Caroline Randall Williams, writing in The New York Times as an op-ed contributor said that John McCain’s thumbs-down gesture during the critical vote in the Senate in July moved her to tears of relief.

It was a rare victory this year, which makes the issue of this exhumation of repeal-and-replace even more urgent than it is on its substantive merits: and the left is predictably inclined to fight to the full extent of its abilities and wile to keep this issue in its “W” column.

The language the ‘resistant’ politicians use is full of drama, as where Senator Chuck Schumer (D-NY) says that the bill will “plunge a dagger deep into the heart of Medicaid.”

Jordan Weissman, writing for Slate, lays out in some depth the center-left case for preserving Obamacare, with reference to this latest threat. The bill’s funding formula, Weissman writes, “is designed not only to shrink federal spending on health care but to shift dollars from predominantly Democratic states that expanded Medicaid under Obamacare to predominantly Republican states that did not.”  Those states that are most likely to want to preserve Obamacare are the least likely to receive the means that will enable them to do so.

Right Wing View      

Many on the right are themselves wary of putting much hope into this final push for repeal-and-replace.  In the words of Robert Verbruggen of National Review, they wish “best of luck to Lindsey Graham and his three co-sponsors,” but add, “they’ll need it.”

[In addition to Sen. Cassidy, the co-sponsors referenced include Ron Johnson (R-WI) and Dean Heller (R-Nev.)]

The current budget resolution expires at the end of the month of September, so at that time (again in Verbruggen’s words) “any serious possibility of repealing Obamacare this year” will likewise disappear.

Some conservatives put up a jaunty air of defiance. Collin Rugg, for example, tweets that Liberalism is a “mental disease … terrorizing the minds of many Americans” and suggests that Trumpcare is the cure. Rugg is the co-founder of a website selling pro-Trump tee-shirts, hats, etc., grandly called the New American Era.
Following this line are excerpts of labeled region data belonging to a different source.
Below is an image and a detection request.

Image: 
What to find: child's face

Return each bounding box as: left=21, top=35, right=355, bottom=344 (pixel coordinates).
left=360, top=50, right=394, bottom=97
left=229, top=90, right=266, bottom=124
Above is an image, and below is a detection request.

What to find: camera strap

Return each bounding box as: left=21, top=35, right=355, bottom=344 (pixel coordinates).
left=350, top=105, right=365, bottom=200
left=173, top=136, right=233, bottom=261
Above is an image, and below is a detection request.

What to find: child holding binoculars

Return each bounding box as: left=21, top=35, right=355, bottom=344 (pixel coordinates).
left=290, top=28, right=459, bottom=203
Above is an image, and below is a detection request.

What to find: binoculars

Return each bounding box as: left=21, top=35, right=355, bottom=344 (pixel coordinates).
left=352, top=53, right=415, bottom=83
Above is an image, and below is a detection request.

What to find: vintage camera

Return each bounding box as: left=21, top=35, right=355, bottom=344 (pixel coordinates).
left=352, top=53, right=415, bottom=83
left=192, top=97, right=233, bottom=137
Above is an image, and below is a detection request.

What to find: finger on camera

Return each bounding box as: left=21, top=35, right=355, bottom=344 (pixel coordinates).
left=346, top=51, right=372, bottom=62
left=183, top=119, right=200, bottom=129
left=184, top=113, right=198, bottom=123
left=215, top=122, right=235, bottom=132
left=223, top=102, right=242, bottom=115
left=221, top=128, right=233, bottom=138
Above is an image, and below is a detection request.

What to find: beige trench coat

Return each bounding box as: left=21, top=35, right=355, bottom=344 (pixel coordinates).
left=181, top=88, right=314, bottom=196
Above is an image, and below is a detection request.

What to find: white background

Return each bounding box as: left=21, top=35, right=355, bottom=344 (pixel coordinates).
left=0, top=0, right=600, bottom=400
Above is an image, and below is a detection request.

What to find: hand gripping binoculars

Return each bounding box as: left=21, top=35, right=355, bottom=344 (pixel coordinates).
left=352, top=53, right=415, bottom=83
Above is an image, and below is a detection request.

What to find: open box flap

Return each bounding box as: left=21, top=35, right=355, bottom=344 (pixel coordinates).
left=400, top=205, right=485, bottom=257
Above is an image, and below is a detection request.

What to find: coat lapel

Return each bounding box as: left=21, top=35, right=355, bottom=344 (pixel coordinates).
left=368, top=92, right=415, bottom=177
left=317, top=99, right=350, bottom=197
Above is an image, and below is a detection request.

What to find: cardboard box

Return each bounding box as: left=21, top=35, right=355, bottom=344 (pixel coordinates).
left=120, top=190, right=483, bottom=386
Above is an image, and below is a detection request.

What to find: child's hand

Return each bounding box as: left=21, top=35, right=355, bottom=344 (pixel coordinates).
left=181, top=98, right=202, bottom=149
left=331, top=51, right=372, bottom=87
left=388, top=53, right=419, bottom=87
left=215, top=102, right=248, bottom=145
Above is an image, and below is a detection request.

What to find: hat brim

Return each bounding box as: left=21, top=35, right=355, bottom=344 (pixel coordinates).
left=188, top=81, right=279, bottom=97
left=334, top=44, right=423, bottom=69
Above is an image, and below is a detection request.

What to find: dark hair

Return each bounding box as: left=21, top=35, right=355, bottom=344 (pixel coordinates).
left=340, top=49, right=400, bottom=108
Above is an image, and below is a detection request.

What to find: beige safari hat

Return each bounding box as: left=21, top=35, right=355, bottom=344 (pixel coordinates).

Breitbart is doing what it can to get some enthusiasm and momentum behind the exhumation. It urges Trump’s loyalists around the country to “melt [the] phone lines to Congress.”  It also wants the world to know that the usual conservative policy groups, such as the Susan B. Antony List and the Family Research Council, have signed on.

One wrinkle: were this a matter of standard operating procedure, the Congressional Budget Office would “score” the bill, giving a best-available take on its likely fiscal consequences, before votes were taken.  But SOP won’t be followed. The CBO says it doesn’t have time to score the bill fully by the end of the month. It will offer only a “preliminary assessment” which will not include such details as how the bill will affect insurance premiums or the number of the uncovered.